In short, the mudskipper is not a fish that evolved legs or an amphibian that evolved to look like a fish, but a graceful well designed swimmer in water that gets along so well out of water that they spend most of their life on land and thrive in large areas of the world.  We have no evidence of fish-fin to tetrapod limb evolution, and the mudskipper does not help to explain the major missing links that can bridge the two structures. Like the duck-billed platypus, the mudskipper contains a unique mosaic of features found on many different animals. And this situation is bad news for evolutionists.

References

Clack, Jennifer. 2012. Gaining Ground: The Origin and Evolution of Tetrapods. Bloomington, IN: Indiana University Press.

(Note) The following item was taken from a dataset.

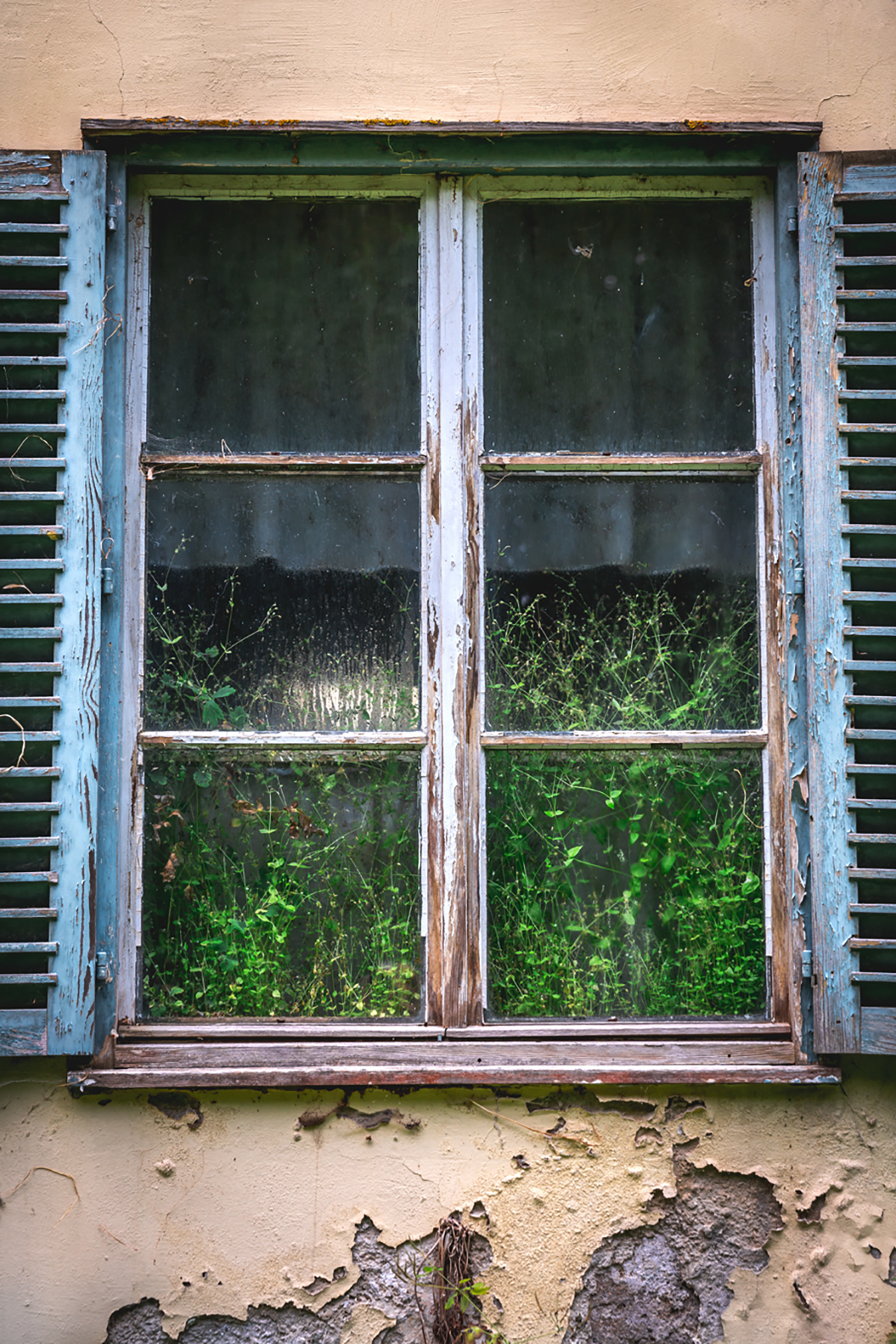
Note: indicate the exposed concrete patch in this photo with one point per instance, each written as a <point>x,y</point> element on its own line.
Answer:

Hafer, Abby. 2016 The Not-So-Intelligent Designer: Why Evolution Explains the Human Body and Intelligent Design Does Not. 2016. Cascade Books, an Imprint of Wipf and Stock Publishers. 266 pages.

Kutschera, Ulrich and Malcolm Elliott, 2013. Do mudskippers and lungfishes elucidate the early evolution of four-limbed vertebrates? Evolution: Education and Outreach. 2013, 6:8.

Marsh, Laura. 2015. Ugly Animals. Washington D. C. National Geographic.

Petrillo, Brett. 2011. “Mudskipper: A Partially Evolved Fish?” BP’s Fuel for Thought.

Polgar, G., L. Zane, M. Babbucci, F. Barbisan, T. Patarnello, L. Rüber, and C. Papetti. 2014. “Phylogeography and Demographic History of Two Widespread Indo-Pacific Mudskippers (Gobiidae: Periophthalmus).” Molecular Phylogenetics and Evolution, 73:161-176.

Rake, Jody S. 2015. Mudskippers and other Extreme Fish Adaptations. North Mankato: Capstone Press.